Rapid Evolution of Reduced Susceptibility against a Balanced Dual-Targeting Antibiotic through Stepping-Stone Mutations

Abstract

Multitargeting antibiotics, i.e., single compounds capable of inhibiting two or more bacterial targets, are generally considered to be a promising therapeutic strategy against resistance evolution. The rationale for this theory is that multitargeting antibiotics demand the simultaneous acquisition of multiple mutations at their respective target genes to achieve significant resistance. The theory presumes that individual mutations provide little or no benefit to the bacterial host. Here, we propose that such individual stepping-stone mutations can be prevalent in clinical bacterial isolates, as they provide significant resistance to other antimicrobial agents. To test this possibility, we focused on gepotidacin, an antibiotic candidate that selectively inhibits both bacterial DNA gyrase and topoisomerase IV. In a susceptible organism, Klebsiella pneumoniae, a combination of two specific mutations in these target proteins provide an >2,000-fold reduction in susceptibility, while individually, none of these mutations affect resistance significantly. Alarmingly, strains with decreased susceptibility against gepotidacin are found to be as virulent as the wild-type Klebsiella pneumoniae strain in a murine model. Moreover, numerous pathogenic isolates carry mutations which could promote the evolution of clinically significant reduction of susceptibility against gepotidacin in the future. As might be expected, prolonged exposure to ciprofloxacin, a clinically widely employed gyrase inhibitor, coselected for reduced susceptibility against gepotidacin. We conclude that extensive antibiotic usage could select for mutations that serve as stepping-stones toward resistance against antimicrobial compounds still under development. Our research indicates that even balanced multitargeting antibiotics are prone to resistance evolution.
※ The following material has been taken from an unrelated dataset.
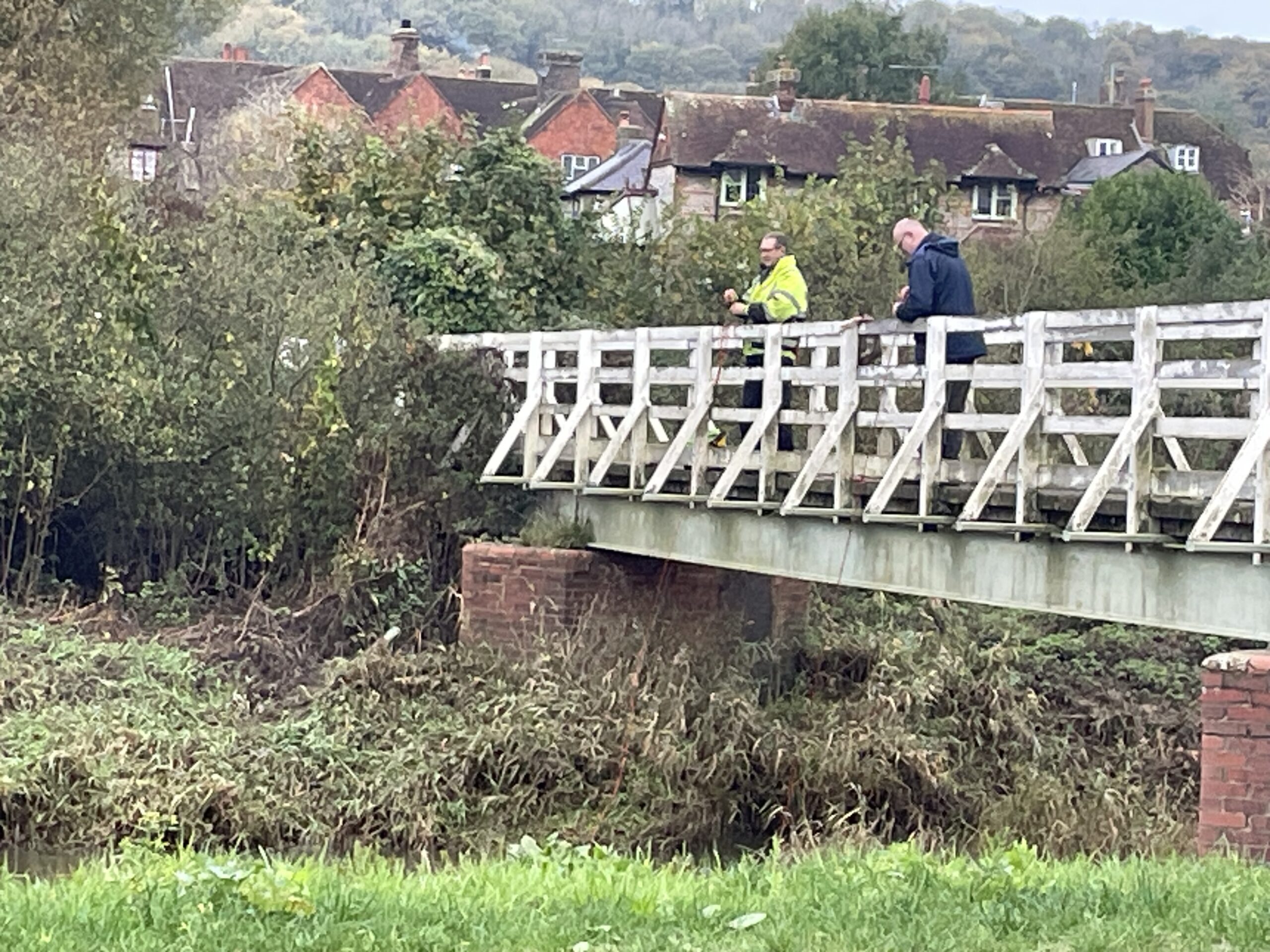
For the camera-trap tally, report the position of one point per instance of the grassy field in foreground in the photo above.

Keywords: antibiotic resistance; genome engineering; gepotidacin.

FIG 1

Binding site analysis of gepotidacin based on directed evolution and molecular modeling. (A) Gepotidacin, a novel triazaacenaphthylene antibiotic candidate, inhibits DNA gyrase and topoisomerase IV in Gram-negative bacteria. (B and C) Ribbon representation of E. coli’s DNA gyrase and topoisomerase IV in complex with gepotidacin, based on molecular dynamics simulations. Inset shows the closeup view of gepotidacin (yellow) and its interacting residues (red) in a stick model. DNA is shown in magenta and blue. (D) The workflow of in vivo directed evolution of reduced susceptibility to gepotidacin in K. pneumoniae ATCC 10031.

FIG 2

Fitness cost and virulence of bacteria with reduced susceptibility to gepotidacin. (A) In vitro competition between mutant and wild-type Klebsiella pneumoniae. Isogenic mutants of Klebsiella pneumoniae ATCC 10031 carrying either a mutation combination conferring reduced susceptibility to gepotidacin or its single-step constituents (red), or clinically occurring fluoroquinolone resistance-associated mutations (blue) competed against the wild-type strain. In competition assays, a competitive index of <0 indicates that the wild-type population outcompetes the mutant population, and conversely, a competition index of >0 indicates that the mutant population outcompetes the wild-type population. Error bars indicate the standard deviation (SD) based on five biological replicates. (B) Virulence of Klebsiella pneumoniae mutants and the wild-type strain in a murine thigh infection model. Shown are the bacterial burdens in infected thigh tissues after 26 h of infection caused by wild-type Klebsiella pneumoniae ATCC 10031 (black) or isogenic mutants carrying either mutations causing reduced susceptibility to gepotidacin or its single-step constituents (red), or clinically occurring mutations associated with fluoroquinolone resistance (blue). The bacterial burden was assayed in CFU per gram of tissue (n = 5 animals per data point, see Materials and Methods for details). No mutants were found to display a significant difference in virulence compared to the wild-type strain (t test, P > 0.05 for all pairwise comparisons).

FIG 3

Adaptive laboratory evolution of Klebsiella pneumoniae and Escherichia coli under ciprofloxacin stress. (A) Antibiotic concentrations at which K. pneumoniae ATCC 10031 as well as E. coli K-12 MG1655 wild-type and ΔmutS hypermutator strains were able to grow under increasing ciprofloxacin stress as a function of time (number of cell generations). Dashed line represents the clinical breakpoint of ciprofloxacin resistance according to EUCAST (40). (B) Relative resistance level of the evolved lines against ciprofloxacin (gray bars) and gepotidacin (yellow bars) compared to the wild type at the end of the adaptive laboratory evolution. Asterisk (*) indicates that the evolved line was subjected to whole-genome sequence analysis to uncover mutational processes behind the reduced susceptibility.